The irony here is that by increasing rates again this week, the RBA has only exacerbated the gap between young and old, because while higher rates are a problem for those with debt, they are a boon for those with interest-earning assets, who get higher returns on their savings.

“And the beneficiaries of this channel have been overwhelmingly older Australians,” said Wood.

“Richer older households are estimated to have had a cash flow boost of more than $1000 since interest rates started going up.

“And this puts aside the cash savings many older households can access in their super. Up to 16 per cent of all accessible variable-interest assets sit in the super accounts of older, mainly wealthier, Australians who are free to withdraw and spend the extra interest.”
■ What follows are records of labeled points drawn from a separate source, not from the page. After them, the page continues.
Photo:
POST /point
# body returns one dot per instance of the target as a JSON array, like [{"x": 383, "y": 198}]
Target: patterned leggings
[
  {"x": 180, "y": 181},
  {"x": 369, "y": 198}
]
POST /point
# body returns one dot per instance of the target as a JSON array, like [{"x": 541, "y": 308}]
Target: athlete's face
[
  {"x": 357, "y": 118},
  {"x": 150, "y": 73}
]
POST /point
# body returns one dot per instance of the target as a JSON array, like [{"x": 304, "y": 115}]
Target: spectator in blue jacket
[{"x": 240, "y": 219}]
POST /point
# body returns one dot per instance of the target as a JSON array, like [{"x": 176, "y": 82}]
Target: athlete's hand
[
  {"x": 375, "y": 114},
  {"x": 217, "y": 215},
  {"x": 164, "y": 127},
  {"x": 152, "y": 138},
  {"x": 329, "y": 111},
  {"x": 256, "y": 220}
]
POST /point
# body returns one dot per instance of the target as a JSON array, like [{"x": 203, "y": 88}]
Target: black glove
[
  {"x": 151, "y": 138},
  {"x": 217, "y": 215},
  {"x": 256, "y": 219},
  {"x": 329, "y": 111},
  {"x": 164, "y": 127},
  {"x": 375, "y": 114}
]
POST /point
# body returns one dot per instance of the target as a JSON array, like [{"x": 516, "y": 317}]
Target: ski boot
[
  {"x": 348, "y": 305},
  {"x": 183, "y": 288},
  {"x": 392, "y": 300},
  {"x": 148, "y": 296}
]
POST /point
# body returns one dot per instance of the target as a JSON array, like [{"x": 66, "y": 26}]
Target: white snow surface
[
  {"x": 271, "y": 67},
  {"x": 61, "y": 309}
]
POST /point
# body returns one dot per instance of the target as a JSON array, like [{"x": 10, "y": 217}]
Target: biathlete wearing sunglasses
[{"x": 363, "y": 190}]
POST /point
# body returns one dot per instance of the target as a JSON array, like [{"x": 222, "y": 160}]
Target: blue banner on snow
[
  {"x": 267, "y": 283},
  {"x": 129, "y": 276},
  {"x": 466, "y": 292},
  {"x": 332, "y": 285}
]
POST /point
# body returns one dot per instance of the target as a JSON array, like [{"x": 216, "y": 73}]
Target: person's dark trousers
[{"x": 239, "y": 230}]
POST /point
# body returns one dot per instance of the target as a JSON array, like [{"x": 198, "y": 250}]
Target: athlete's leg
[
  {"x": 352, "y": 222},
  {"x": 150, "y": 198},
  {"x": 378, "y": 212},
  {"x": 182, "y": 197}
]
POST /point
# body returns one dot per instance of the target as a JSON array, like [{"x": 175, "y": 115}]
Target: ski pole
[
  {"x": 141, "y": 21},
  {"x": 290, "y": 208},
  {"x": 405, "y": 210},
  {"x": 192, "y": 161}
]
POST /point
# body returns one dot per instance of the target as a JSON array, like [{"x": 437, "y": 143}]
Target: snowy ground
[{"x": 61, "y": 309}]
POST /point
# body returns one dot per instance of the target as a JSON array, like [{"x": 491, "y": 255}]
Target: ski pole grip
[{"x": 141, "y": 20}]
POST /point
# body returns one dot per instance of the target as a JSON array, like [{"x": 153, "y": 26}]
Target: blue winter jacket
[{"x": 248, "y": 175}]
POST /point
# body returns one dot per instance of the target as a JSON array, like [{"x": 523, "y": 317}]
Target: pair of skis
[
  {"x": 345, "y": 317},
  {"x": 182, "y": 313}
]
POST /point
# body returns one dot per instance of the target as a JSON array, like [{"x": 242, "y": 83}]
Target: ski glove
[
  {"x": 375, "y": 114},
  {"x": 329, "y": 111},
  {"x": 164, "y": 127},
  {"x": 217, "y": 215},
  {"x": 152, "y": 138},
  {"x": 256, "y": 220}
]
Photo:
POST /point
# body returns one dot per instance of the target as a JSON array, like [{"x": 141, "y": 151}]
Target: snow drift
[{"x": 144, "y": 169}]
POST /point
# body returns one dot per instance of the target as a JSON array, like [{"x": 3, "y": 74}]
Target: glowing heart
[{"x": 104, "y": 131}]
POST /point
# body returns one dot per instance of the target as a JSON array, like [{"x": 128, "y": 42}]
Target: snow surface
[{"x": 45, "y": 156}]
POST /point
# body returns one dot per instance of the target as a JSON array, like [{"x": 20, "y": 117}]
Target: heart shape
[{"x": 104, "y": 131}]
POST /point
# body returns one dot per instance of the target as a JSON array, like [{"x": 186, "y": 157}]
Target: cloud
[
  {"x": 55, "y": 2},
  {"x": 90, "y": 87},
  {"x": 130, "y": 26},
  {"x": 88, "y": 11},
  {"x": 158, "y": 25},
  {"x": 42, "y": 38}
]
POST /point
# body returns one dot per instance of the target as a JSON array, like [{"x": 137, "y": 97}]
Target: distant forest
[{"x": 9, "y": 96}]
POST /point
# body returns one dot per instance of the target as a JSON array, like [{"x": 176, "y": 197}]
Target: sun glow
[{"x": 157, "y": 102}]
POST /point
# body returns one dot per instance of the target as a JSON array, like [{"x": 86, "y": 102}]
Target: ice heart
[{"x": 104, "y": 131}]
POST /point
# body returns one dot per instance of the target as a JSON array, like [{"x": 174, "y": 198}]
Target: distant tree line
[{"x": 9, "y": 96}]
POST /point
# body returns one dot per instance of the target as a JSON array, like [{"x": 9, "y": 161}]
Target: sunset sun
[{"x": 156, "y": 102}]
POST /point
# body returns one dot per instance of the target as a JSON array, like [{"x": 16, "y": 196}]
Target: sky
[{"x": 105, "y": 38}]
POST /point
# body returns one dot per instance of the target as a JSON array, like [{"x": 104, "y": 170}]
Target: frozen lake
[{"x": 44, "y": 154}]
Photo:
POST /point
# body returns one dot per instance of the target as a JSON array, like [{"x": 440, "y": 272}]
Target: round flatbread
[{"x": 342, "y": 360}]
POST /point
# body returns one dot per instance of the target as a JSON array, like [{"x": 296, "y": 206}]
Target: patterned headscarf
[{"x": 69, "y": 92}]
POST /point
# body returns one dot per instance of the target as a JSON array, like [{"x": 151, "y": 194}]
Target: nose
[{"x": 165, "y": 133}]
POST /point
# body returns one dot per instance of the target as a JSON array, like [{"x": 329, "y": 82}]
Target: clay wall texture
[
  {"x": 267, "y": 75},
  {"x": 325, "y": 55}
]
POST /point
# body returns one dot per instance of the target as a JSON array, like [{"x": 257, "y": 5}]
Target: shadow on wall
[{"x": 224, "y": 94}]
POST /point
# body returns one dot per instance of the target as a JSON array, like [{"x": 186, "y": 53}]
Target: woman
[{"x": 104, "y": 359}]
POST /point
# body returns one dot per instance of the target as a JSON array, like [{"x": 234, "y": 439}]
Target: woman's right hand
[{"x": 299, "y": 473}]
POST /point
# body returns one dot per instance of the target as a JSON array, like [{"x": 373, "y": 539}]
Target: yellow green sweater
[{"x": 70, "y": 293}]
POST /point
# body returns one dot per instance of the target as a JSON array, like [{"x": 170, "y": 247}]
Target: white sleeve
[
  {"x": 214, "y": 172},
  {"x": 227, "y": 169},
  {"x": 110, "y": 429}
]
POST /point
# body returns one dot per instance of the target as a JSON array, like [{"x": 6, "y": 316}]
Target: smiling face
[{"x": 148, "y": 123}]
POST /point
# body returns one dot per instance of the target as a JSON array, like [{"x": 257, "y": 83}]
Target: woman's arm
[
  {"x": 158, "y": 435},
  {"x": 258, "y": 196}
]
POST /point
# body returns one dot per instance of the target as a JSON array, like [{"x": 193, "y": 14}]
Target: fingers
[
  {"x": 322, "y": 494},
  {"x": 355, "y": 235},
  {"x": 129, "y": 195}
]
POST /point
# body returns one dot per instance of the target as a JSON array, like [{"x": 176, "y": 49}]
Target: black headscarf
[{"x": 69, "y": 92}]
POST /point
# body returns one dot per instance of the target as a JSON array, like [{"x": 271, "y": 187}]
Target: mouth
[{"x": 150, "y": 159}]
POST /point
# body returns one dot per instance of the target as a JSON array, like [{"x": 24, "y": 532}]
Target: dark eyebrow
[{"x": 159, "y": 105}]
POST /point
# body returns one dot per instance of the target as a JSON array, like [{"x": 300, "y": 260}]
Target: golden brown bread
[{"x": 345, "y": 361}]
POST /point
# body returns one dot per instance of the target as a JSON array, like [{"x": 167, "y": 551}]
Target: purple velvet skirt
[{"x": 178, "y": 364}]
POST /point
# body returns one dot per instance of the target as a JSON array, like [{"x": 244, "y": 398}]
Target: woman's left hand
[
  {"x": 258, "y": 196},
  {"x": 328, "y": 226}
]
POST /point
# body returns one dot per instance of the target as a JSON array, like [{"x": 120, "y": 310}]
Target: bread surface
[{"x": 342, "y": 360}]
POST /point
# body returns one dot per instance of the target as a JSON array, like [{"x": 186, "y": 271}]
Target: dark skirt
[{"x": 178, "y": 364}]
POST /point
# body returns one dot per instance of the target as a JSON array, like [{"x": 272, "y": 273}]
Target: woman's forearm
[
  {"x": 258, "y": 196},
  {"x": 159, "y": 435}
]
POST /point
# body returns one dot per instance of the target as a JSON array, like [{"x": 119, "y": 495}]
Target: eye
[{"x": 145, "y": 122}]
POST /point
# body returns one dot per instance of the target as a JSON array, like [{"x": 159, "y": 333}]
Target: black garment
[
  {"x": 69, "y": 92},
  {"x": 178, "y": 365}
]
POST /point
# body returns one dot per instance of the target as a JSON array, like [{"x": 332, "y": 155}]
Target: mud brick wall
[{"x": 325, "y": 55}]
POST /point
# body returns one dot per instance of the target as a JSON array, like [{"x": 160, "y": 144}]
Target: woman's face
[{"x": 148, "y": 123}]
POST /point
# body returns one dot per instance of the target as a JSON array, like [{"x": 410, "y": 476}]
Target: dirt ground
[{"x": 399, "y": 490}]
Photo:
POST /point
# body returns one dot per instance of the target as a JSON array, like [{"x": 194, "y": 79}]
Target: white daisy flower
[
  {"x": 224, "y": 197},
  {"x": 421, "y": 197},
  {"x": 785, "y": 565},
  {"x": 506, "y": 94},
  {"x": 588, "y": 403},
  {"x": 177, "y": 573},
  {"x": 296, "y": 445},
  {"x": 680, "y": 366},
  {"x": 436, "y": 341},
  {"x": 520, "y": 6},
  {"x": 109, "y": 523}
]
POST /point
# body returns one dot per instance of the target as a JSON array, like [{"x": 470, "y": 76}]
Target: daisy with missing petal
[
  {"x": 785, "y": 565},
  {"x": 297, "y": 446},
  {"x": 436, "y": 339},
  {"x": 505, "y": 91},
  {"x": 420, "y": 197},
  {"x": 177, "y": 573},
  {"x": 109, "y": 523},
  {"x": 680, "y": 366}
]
Some have suggested the answer lies not with the bank, but with government. Treasurer Jim Chalmers has already committed to cut back on infrastructure spending, as a review of more than 700 projects across the country found a cost blowout of about $33 billion. Chalmers has promised details of the programs to be axed before the end of the year.

Cherelle Murphy welcomes this focus. “Government – this is something we’ve been banging on about for a while – are spending up big,” she says. “The debt numbers from the state governments are growing very quickly.”

The Albanese government has also made some moves to reduce the cost-of-living pressures on households, such as increasing Medicare benefits and assistance with childcare.

Critics say it is not enough. They suggest increasing the GST, which might impose some restraint on those older and richer people who continue to splash money around. Or reducing demand in the economy by temporarily increasing the super guarantee.

Both are plausible solutions that won’t happen, says Emerson.

“People would say, ‘We’re struggling with the cost of living and you’ve just reduced my take-home pay. Thank you, you can go and get stuffed,’ ” he says.

“I just can’t see that either of those proposals will ever be picked up by the government of either persuasion.”

Emerson says the increasing “generational divide” is becoming a “huge issue” politically – particularly on the issue of affordable housing – which will lead to more young people moving to the Greens.

Meanwhile, it seems the government plans to press ahead with its stage three tax cuts, which will overwhelmingly benefit high-income earners. It must hope the cuts don’t further stimulate demand and force the RBA to sacrifice more chickens.